Елена Хаецкая
Таинственные истории, случившиеся с обычными людьми
Городские легенды
Анна и ее музыка
Музыка заканчивается там, где заканчивается ее власть над людьми. Самый затасканный шлягер – даже на ощупь ветхий, такой, что и заплатки не держатся, – все-таки еще обладает этой таинственной способностью: дирижировать человеческими движениями, управлять чувством и лепить на том узеньком клочке земли, где он слышен, собственный бесхитростный балетик. И только начиная с бессвязного «металла» уличная музыка утрачивала эту способность и переставала, таким образом, считаться музыкой. Даже за рэпом с его невнятным, абсолютно чуждым сердцу негритянским речитативом Анна Викторовна признавала право считаться музыкой. Даже рэп заставлял ее изменять походку – как бы ни противилось этому сердце. Хотя, конечно, с вальсами в исполнении полковых оркестров это не идет ни в какое сравнение.
Анна Викторовна любила шлягеры. Любые, даже пошлые и сладенькие. Даже – о ужас! – «блатные» с их берущей за душу мелодией и проникновенными, изумительно глупыми призывами пожалеть воров и убийц, ибо у тех тоже имеется старушка мать. Анна Викторовна скрывала свое пристрастие, иногда даже от самой себя, но в первую очередь – от дочери. От своей умной дочери, которая состояла в разводе и носила контактные линзы, сделанные восемь лет назад в дорогой немецкой клинике после случайного денежного прилива. Больше приливы не повторялись, клиника давно закрылась, линзы устарели, но дочь упорно продолжала их носить – как своего рода розовые очки, как гарантию возвращения счастья. Цветные стеклышки радости, которые таились в незатейливых шлягерных припевах, решительно не устраивали умную дочь, поскольку она закончила Политехнический институт. Дочь упорно и хмуро трудилась на нелюбимой, плохо оплачиваемой работе, в чем усматривала стабильность. Дочь любила говорить о своей будущей пенсии. В ее трудовой книжке нет перерывов трудового стажа. У нее будет хорошая пенсия.

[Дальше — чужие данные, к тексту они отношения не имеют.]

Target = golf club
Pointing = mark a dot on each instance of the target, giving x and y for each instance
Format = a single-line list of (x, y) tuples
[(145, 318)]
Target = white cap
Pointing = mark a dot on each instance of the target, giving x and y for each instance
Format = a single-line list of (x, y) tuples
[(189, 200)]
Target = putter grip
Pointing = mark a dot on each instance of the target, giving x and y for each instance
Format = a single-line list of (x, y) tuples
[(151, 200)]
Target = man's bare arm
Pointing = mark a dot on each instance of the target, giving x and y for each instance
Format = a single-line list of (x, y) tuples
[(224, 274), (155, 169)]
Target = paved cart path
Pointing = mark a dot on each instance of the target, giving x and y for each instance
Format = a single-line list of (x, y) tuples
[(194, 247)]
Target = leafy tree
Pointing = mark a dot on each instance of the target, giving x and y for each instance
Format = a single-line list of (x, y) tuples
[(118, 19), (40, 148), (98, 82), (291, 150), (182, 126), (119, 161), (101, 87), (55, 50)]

Дочь у Анны Викторовны была неудачная. Дело даже не в том, что она была бездетной и состояла в разводе. Хотя, конечно, надпись «РАЗВЕДЕНКА», незримо, но явственно выведенная на ее озабоченном лбу меленькими морщинками, тоже не украшала.
Если по радио начинали передавать какую-нибудь «Лаванду» или «Ламбаду», дочь немедленно врывалась на кухню с искаженным лицом и вытаращенными, водянистыми от линз глазами. Она кричала: «Мама, немедленно выключи эту гадость! Как ты можешь?» – и сама впивалась в трехпрограммный приемник. Однажды она его сломала.

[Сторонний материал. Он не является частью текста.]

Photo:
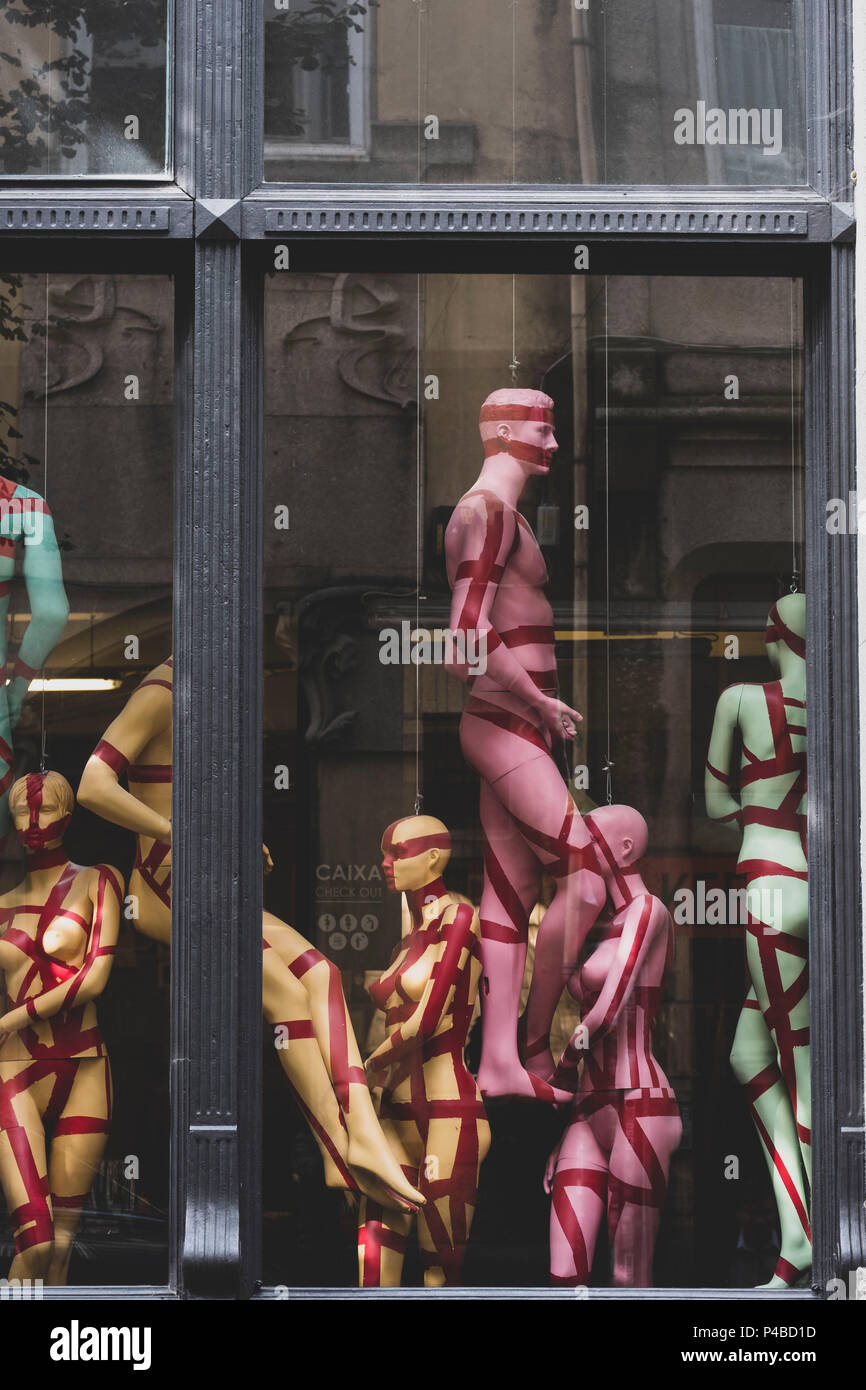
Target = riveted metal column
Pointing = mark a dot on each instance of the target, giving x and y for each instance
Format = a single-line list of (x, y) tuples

Поэтому Анна Викторовна ходила слушать шлягеры в парк.
Александровский парк был самым пивным местом Петроградской стороны. И самым безопасным. Все безобразия происходили в каких-то других местах, а здесь люди только отдыхали.

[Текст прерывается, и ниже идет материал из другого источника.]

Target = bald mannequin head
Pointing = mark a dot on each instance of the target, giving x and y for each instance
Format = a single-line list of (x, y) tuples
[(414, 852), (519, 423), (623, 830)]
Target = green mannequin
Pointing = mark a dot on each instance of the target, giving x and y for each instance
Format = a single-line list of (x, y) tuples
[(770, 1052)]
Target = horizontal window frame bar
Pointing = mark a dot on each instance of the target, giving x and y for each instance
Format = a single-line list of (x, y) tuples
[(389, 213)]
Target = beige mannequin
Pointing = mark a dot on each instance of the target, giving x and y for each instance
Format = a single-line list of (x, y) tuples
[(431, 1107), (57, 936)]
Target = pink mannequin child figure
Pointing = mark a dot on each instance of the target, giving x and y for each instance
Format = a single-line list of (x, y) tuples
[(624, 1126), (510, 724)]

На маленьком пространстве парка разместилось огромное количество достопримечательностей, каждая из которых имеет собственных завсегдатаев, аборигенов и ангелов-хранителей; одни люди принадлежат парку, другие – нет. Невозможно искоренить тех, кого парк признал плотью от своей плоти: они неподвластны ни судорогам сухого закона, ни «антитеррористическим» акциям, в ходе которых периодически уничтожаются их излюбленные злачные места. А чужаки проходят здесь, не оставляя следа.
В те дни, когда на расположенном неподалеку стадионе играет питерская футбольная команда «Зенит», Александровский парк становится «чертой оседлости». Болельщики «Зенита» в парке, несомненно, чужие: их терпят, как нашествие саранчи. Они мешают завсегдатаям выпивать благопристойно.
Согласно правилам, в радиусе километра или даже двух от стадиона в дни матчей прекращается любая продажа спиртного. Первые открытые для болельщиков ларьки с пивом находятся как раз в парке. Пока длится матч, у продавцов непрерывно работает прямая трансляция. Подъезжают пузатые грузовички, грузчики, сверкая полуобнаженными торсами, складывают штабеля ящиков, предназначенные на убой коричневые бутылки высовываются из ячеек, как негры-рабы из трюмов.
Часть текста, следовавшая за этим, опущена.